The work’s provenance is exceptional. Florence and S. Brooks Barron were prominent patrons of the arts who, over the course of their lifetimes, assembled an extraordinary collection of works by contemporary American pioneers. During the 1920s, the couple settled in Detroit, where Florence built a career as an interior decorator and her husband practised law. On regular work trips to New York – which was quickly taking its place as the new centre of the global art world – Florence began to nurture close relationships with emerging dealers and artists. Over the following years, the couple would acquire works by some of the greatest practitioners of their time, including Andy Warhol, Franz Kline, Claes Oldenburg and Frank Stella, as well as Twombly. Famously, it was Florence who commissioned Warhol to paint his first ever self-portrait: an iconic suite of four blue and violet panels, created during the same year as the present work. Warhol’s confidant Henry Geldzahler – the legendary curator of New York’s Metropolitan Museum of Art – spoke of his admiration for Brooks Barrons’ collection, which hung in exquisite harmony with the couple’s Modernist home designed by the architect Minoru Yamasaki.
Despite coming to prominence amid the avant-garde currents of Pop Art and Minimalism, Twombly’s work remained steeped in a rarefied, timeless world. His literary library was extensive – his bookshelf housed copies of works by Ovid, Sappho, Horace and Catullus, as well as more modern poets including John Keats, T. S. Eliot, Rainer Maria Rilke and Ezra Pound. At the heart of his collection was a 1698 edition of Dryden’s The Works of Virgil, including translations of the poet’s Eclogues, Georgics and his masterpiece The Aeneid. While coded references to these stories punctuate Twombly’s works, it is the distinctive invocations of Virgil’s name that offer perhaps the clearest insight into his relationship with the poet. Mary Jacobus suggests that these works conjure ‘the mingled tranquillity and memoria of Virgilian pastoral’: odes to ‘Arcadia’ as envisioned by the Eclogues (M. Jacobus, Reading Cy Twombly: Poetry in Paint, New Jersey 2016, p. 176). Roland Barthes, similarly, suggests that the light, fleeting nature of Twombly’s script suggests ‘an era of bygone, calm, leisurely, even decadent studies: English preparatory schools, Latin Verses, desks, lamps, tiny pencil annotations’ (R. Barthes, The Responsibility of Forms, Berkeley 1985, p. 162). At the same time, the present work is charged with a sense of mystery, as if attempting – through calculation and incantation – to commune with the lessons of the past.
Twombly’s vacant backdrop might also be seen within this context.

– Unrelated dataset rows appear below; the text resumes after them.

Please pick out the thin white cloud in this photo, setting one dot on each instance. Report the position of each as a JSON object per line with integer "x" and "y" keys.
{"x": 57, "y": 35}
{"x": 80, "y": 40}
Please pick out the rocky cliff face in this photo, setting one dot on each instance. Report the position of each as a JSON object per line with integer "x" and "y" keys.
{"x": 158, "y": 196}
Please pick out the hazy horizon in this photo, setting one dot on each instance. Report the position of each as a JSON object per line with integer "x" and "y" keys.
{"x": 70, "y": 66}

Throughout his early practice, white represented an aesthetic ideal, invoking the vast, mythic waters of the Mediterranean that lapped at the shores of Rome and Naples - as they had for Virgil before him. While his work remained distinct from that of artists such as Piero Manzoni - whose ‘achromes’ conjured a similar colourless purity - the present painting nonetheless captures the strain of quiet, Apollonian order that ran in counterpoint to the wilder whims of Twombly’s oeuvre. Suzanne Delehanty compares the work with the contemporaneous Death of Commodus paintings, defined by their visceral outpourings of colour. ‘If Twombly’s portraits of [Commodus’] death can be read as the clashing of reason and passion,’ she writes, ‘Virgil 1963 harnesses these polarities in an affirmation of poetic inspiration. In the Virgil picture, Twombly discarded the garish colours and brutal gesturing which personify Commodus for a pure white canvas composed with elegiac restraint … With breath-taking self-assurance, Twombly recognised the exact moment of completion: in Virgil he knew a minimal number of markings could claim and hold pictorial space’ (S. Delehanty, Cy Twombly: Paintings, Drawings, Constructions 1951-1974, exh. cat., Institute of Contemporary Art, Philadelphia, 1975, p. 20).